One View of Failure Cases - GS

Minimum setup: 150 x XOs
XS w/3 x Active Antennas
Squid Server
Wireless AP/Router

Failure cases:

1 - XO fails
Recovery Actions
- Restore image via USB
- Restore user generated content from XS?

Impact During Downtime
Single student down for some time and may need admin help.

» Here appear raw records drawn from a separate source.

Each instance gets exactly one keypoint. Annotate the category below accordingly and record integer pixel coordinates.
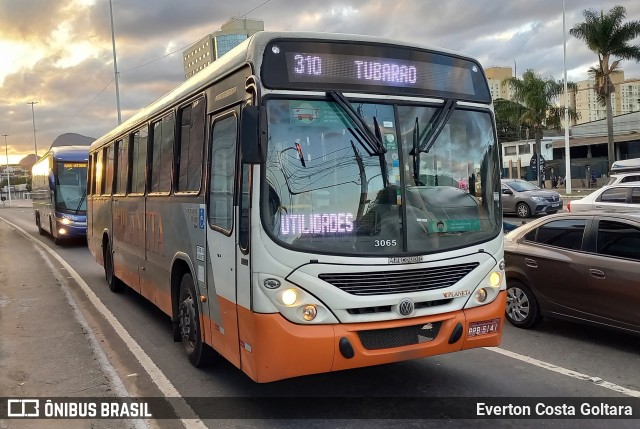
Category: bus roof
(250, 51)
(67, 153)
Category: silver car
(620, 197)
(527, 199)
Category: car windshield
(523, 186)
(328, 191)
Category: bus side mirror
(250, 146)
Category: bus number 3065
(385, 243)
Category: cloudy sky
(59, 53)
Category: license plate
(483, 328)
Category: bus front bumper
(279, 349)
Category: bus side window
(108, 178)
(139, 161)
(223, 161)
(162, 154)
(122, 168)
(190, 147)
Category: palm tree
(535, 106)
(608, 36)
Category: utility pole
(33, 118)
(115, 64)
(567, 152)
(6, 152)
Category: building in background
(625, 99)
(496, 76)
(211, 47)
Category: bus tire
(189, 323)
(41, 231)
(115, 284)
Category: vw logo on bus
(405, 307)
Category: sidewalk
(45, 349)
(17, 203)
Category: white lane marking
(188, 417)
(568, 372)
(94, 344)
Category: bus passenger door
(221, 236)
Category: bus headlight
(309, 312)
(495, 279)
(293, 302)
(289, 297)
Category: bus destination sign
(370, 67)
(363, 70)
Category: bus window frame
(99, 154)
(146, 162)
(231, 111)
(109, 146)
(177, 145)
(150, 144)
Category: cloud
(60, 54)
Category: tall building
(211, 47)
(496, 76)
(625, 98)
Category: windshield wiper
(84, 195)
(434, 128)
(363, 134)
(370, 141)
(416, 153)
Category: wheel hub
(517, 304)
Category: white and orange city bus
(310, 203)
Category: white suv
(614, 179)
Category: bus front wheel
(115, 284)
(41, 231)
(189, 322)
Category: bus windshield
(327, 191)
(71, 187)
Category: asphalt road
(557, 360)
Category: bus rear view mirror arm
(249, 135)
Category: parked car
(614, 179)
(620, 197)
(510, 226)
(577, 266)
(526, 199)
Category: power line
(89, 103)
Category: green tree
(608, 36)
(535, 104)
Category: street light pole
(6, 152)
(115, 64)
(567, 152)
(33, 118)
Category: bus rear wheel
(41, 231)
(115, 284)
(189, 323)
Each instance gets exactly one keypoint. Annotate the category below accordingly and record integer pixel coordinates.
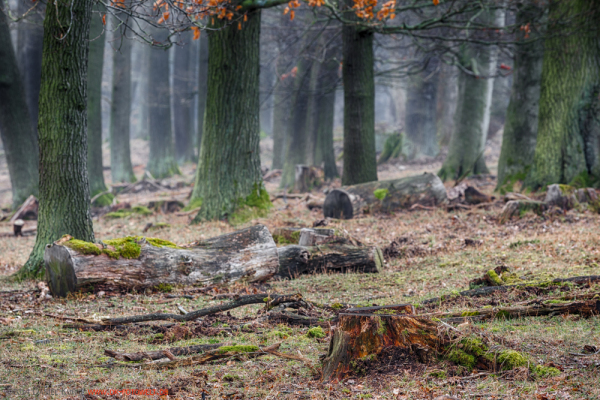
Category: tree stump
(362, 335)
(384, 196)
(138, 262)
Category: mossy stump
(366, 335)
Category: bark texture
(384, 196)
(472, 118)
(521, 125)
(16, 131)
(182, 101)
(161, 163)
(121, 168)
(360, 163)
(568, 140)
(64, 188)
(249, 255)
(94, 106)
(229, 164)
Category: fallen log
(384, 196)
(330, 257)
(156, 355)
(138, 262)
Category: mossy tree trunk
(161, 163)
(94, 106)
(121, 168)
(296, 152)
(520, 128)
(16, 130)
(421, 111)
(202, 85)
(472, 117)
(30, 40)
(182, 101)
(567, 141)
(360, 163)
(229, 171)
(64, 206)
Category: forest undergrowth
(436, 253)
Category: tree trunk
(182, 102)
(326, 258)
(521, 126)
(472, 118)
(229, 165)
(359, 336)
(568, 132)
(421, 111)
(360, 163)
(136, 262)
(17, 134)
(121, 168)
(64, 188)
(202, 85)
(296, 152)
(384, 196)
(30, 40)
(161, 163)
(94, 106)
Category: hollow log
(362, 335)
(249, 254)
(299, 260)
(384, 196)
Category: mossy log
(384, 196)
(361, 336)
(332, 257)
(137, 262)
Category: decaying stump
(249, 254)
(384, 196)
(331, 257)
(366, 335)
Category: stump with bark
(359, 336)
(384, 196)
(139, 262)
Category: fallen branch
(259, 298)
(156, 355)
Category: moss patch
(316, 332)
(380, 193)
(237, 349)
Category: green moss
(105, 200)
(237, 349)
(461, 358)
(156, 242)
(164, 287)
(469, 313)
(541, 371)
(316, 332)
(438, 374)
(494, 278)
(142, 210)
(511, 359)
(83, 247)
(126, 247)
(380, 193)
(474, 346)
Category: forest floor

2 - XS fails completely or offline
Recovery Actions
- Manually bring online backup XS with identical image.

Impact During Downtime
- Mesh stays up?
- Off the Internet
- All activities local (eToys only, no web sites)

3 - Squid box fails
Recovery Actions
- Update XS routing table to reach internet directly?
- Bring up backup Squid box?
- Shutdown internet access but leave moodle online?

Impact During Downtime
- All internet offline
- Admin intervention needed
- Moodle and local eToys only

4 - Wireless AP/Router Fails Recovery Actions
- Backup Wireless AP/Router?
- Connect XS or Squid box directly to DSL Modem?

Impact During Downtime
- All internet offline
- Admin intervention needed
- Moodle and local eToys only

5 - Mesh overload until mesh offline
Recovery Actions
- Take down mesh (how?)
- Associate XOs directly with wireless AP/router (how? prebuilt script or kids click on something?)
-- If wireless/AP takes over, change wireless router gateway to go back to Squid and XS before going over WAN

Impact During Downtime
- XOs offline from each other and the internet - Admin intervention needed
- Local eToys only

Individual XO's

  • LiveCD+USB w/ correct image and settings
  •  ?Possible to restore over the network?
  • Need way to XS_backup_restore backup and restore individual student files
  • Need extra XO's for teachers, at least N + 1 where N is the # of teachers
  • How many extra XO's for kids?

Active Antennas

  • Need 3 antennas
  • 1 active antenna per 100 students
  • 2 antennas in use

?How many clients can an active antenna support?


School Server

There should be two School Servers, one for the 2nd grade class, and one for the 6th grade class. They should mirror each other.

  • Disk Failure
    • LiveCD + USB stick
    • Possibly use Fedora's LVM for disk mirroring
  • CPU failure
    • Have spare cpu fan on hand
    • Have spare School Server on hand
  • System Backups?

Library Server

  • Need backup Library server that mirrors the production Library Server

NOTE: The Library Server will be in a centralized location


Internet Connection

Need some kind of commitment from local ISP for both support and service levels

Power

Monitoring

  • Nagios for remote monitoring of Internet connection?
  • Another tool to report system usage for the school server? ZENOSS?

Tony Pearson has contributed extensively to this plan.